Re: Google Code supports Git

Shawn Pearce <spearce@xxxxxxxxxxx> · Sat, 16 Jul 2011 19:26:11 -0700

On Sat, Jul 16, 2011 at 03:24, Nguyen Thai Ngoc Duy <pclouds@xxxxxxxxx> wrote:
> Just out of curiousity and because I happen to know we have Googlers
> here. If it's not confidential, are there any changes in git to make
> it work with Google Code? I am particularly interested in whether
> Google modifies git to use bigtable

A major milestone in Git was adding smart HTTP. If you watch the talk
Sverre linked to, you will learn that Google is based heavily on HTTP.
A fundamental issue at the time Hg on Google Code was added was Git
didn't really work well over HTTP. Adding smart HTTP in Git 1.6.6 made
it more realistic for Google to support Git on Project Hosting. I
added smart HTTP support for kernel.org so their users behind
firewalls could still use an efficient Git protocol to fetch revisions
from kernel.org for projects that are hosted there. Its a nice bonus
that this work made Git on Google Code more realistic for Google.

We are trying to get the engineer responsible for making Git on Google
Code possible to give a recorded tech talk like the one Sverre linked
to. I don't want to steal his thunder, but I can say the Git on Google
Code work is not based on C Git or JGit.  :-)
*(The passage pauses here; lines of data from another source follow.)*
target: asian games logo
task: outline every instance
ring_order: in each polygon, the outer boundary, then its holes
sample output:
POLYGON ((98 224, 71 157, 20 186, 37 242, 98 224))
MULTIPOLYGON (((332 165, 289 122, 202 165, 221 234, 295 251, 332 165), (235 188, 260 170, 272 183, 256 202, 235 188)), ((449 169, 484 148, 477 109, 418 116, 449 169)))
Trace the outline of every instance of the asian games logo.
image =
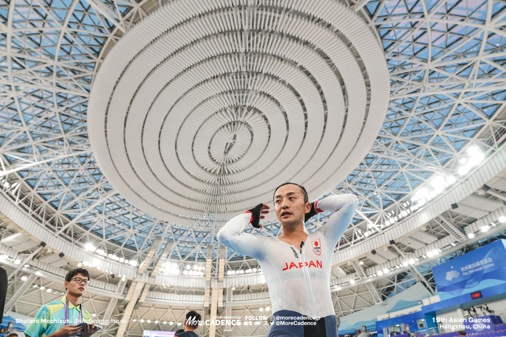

> (or cassandra, I remember Shawn
> had a prototype).

This was an unrelated project, and is what I deem to be a failure...
quite unlike Git on Google Code. :-)

For some background, at GitTogether in Oct. 2010 I showed a demo of
JGit using the Apache Cassandra database as an object / reference
store. This prototype didn't really scale well; even though I demoed
the linux-2.6 repository being cloned through a JGit daemon using
Cassandra as the backing store, it was slow and used too much CPU and
memory resources to be useful in any context beyond a "Look, I can do
this!" demo. I managed to open source this work, it may still be
laying around somewhere, but I basically threw it out the window and
said "that isn't good, and I can't believe I put my name on it!". (And
for the record I was not the first to try this, Scott Chacon at GitHub
tried something similar first and demoed it at GitTogether in 2009.)
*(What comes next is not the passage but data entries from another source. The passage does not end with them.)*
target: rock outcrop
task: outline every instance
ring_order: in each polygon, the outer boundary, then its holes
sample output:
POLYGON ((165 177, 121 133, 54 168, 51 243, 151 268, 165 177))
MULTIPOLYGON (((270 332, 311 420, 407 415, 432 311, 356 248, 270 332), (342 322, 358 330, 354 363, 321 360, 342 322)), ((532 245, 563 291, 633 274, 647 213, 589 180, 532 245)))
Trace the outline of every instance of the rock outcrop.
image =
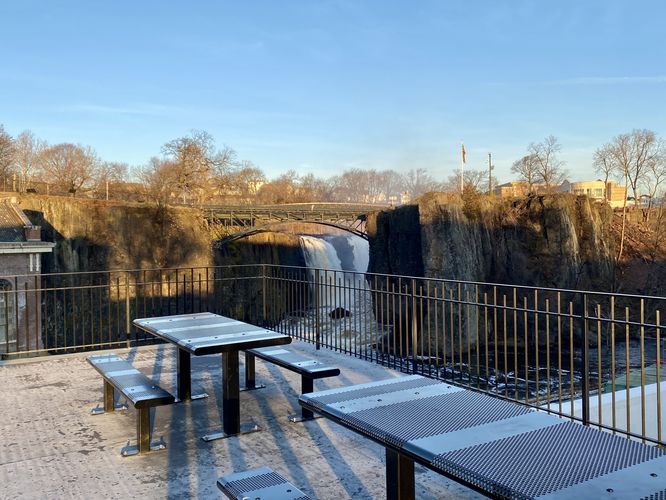
MULTIPOLYGON (((477 342, 474 332, 492 336, 493 327, 491 323, 479 326, 484 308, 473 304, 485 303, 484 293, 492 297, 495 289, 477 283, 610 290, 615 255, 612 217, 609 209, 573 195, 520 201, 469 196, 463 201, 443 193, 430 193, 391 212, 371 214, 368 270, 403 276, 380 281, 375 294, 375 309, 381 311, 378 319, 383 318, 394 332, 386 345, 409 347, 414 340, 421 345, 429 342, 424 338, 431 339, 431 332, 441 331, 442 326, 424 319, 423 311, 437 307, 459 334, 455 348, 473 349, 477 342), (435 285, 418 278, 442 281, 435 285), (430 285, 437 287, 440 299, 446 295, 446 312, 433 291, 426 291, 430 285), (384 293, 393 298, 382 297, 384 293), (398 307, 404 314, 393 313, 398 307)), ((501 288, 500 295, 504 294, 510 303, 512 289, 501 288)), ((521 303, 535 300, 531 294, 520 295, 521 303)), ((540 294, 541 301, 545 298, 547 293, 540 294)), ((531 321, 530 317, 530 331, 531 321)), ((512 325, 508 327, 511 330, 512 325)), ((431 347, 432 352, 438 349, 435 344, 431 347)))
In late Jan/Feb 2011 I released a series of patches for JGit that
added what I called "DHT" (distributed hash table) support. These
patches are now part of the JGit project. Its different from the
original Cassandra prototype. With this work, JGit tries to treat the
DHT as though it were a virtual memory system. Relatively standard
pack files are segmented into ~ 1 MiB chunks, then stored into the DHT
with row keys based on the SHA-1 hash of the content of the "pack
chunk". The bet here is that the locality of data in a pack file is
quite good, so loading a chunk of commits ~1 MiB in size should get us
a number of related commits, amortizing out the round-trip time to the
database. This was to resolve one of the latency problems I saw with
the Cassandra prototype, which stored 1 commit per row and had awful
performance during a major revision traversal like a clone has.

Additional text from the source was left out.